The food and beverage industry is facing a challenging environment, affecting both what manufacturers produce and how they produce it. This article explores how food and beverage professionals can overcome today’s challenges – and even seize new and emerging opportunities.
I’ve always believed that making delicious, nutritious, and sustainable food accessible for all is an achievable goal. I still believe that, even with all the challenges the food and beverage industry faces today. But we must be realistic about the issues we face if we’re going to solve them successfully.
Geopolitical turmoil, economic volatility, supply chain disruption, and other global developments are putting sizeable pressure on the market right now. Consumer trends are changing at an ever-increasing pace, driven in part by the boom in pandemic-driven health consciousness, while sustainability standards are also being raised. Although this last development is great news, which we at DSM wholeheartedly support, the overall picture is one of significant change.

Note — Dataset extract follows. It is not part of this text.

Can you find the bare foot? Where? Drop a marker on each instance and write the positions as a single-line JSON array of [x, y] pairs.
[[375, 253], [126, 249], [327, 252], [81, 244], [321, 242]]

Even if there isn’t a single clear answer to these interconnected issues, what is clear is that food and beverage producers are navigating an increasingly complex and demanding world. Any dynamic situation offers opportunities as well as challenges – but to capitalize on these, you have to be more attuned than ever to what’s going on around you.
Keeping up with consumers
Since the outbreak of COVID-19, consumers have become increasingly interested in better-for-you products that offer health benefits – particularly immunity – alongside an enjoyable eating experience. Research by FMCG Gurus reveals that in Asia, 52% of consumers say they seek out fortified food and drink on the shelves, and it’s a similar story in North America (42%) and Europe (33%).

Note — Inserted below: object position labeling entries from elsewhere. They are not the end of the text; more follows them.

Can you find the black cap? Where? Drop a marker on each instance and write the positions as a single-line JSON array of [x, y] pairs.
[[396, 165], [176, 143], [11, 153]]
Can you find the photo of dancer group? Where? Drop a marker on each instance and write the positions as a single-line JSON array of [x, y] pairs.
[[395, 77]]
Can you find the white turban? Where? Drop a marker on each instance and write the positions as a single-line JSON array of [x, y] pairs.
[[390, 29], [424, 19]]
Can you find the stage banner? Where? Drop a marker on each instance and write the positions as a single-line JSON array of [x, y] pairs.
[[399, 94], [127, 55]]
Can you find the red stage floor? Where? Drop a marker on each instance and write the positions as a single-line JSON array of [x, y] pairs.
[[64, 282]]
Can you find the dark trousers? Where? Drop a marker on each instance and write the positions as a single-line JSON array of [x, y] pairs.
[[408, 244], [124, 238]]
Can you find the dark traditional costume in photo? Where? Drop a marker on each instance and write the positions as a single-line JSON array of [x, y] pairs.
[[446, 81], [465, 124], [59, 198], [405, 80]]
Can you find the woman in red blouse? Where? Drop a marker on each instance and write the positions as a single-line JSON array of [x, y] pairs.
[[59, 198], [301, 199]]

Regular contact with our customers means I’ve seen this trend emerge in real time. Companies have responded to growing demand for healthier foods by launching hundreds of related products: in 2021, according to Mintel GPND, 980 products with an immunity claim were launched in Europe alone. We can see that, while good taste and texture are still essential, consumers today are demanding more: they want health, product sustainability, ethics, and traceability – without any compromise on taste, texture, or sensory experience. With the right innovation and co-ordination, DSM can meet these shifting needs.

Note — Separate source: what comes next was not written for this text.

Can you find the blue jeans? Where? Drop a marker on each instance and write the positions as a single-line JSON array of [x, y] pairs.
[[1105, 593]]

New forms of consumption bring added responsibilities for producers, who need to help consumers work out which products best meet their needs and values. I greatly appreciate the breadth and depth of expertise required to coordinate this successfully. As an industry, we are fortunate to have brilliant professionals working closely with customers to develop nutritious, sustainable products as well as the front-of-pack claims to go with them. According to research by FMCG Gurus, the more substantive claims a product can make, the greater the opportunity to appeal to today’s busy consumers – who are often looking for nutrition that delivers multiple benefits at once.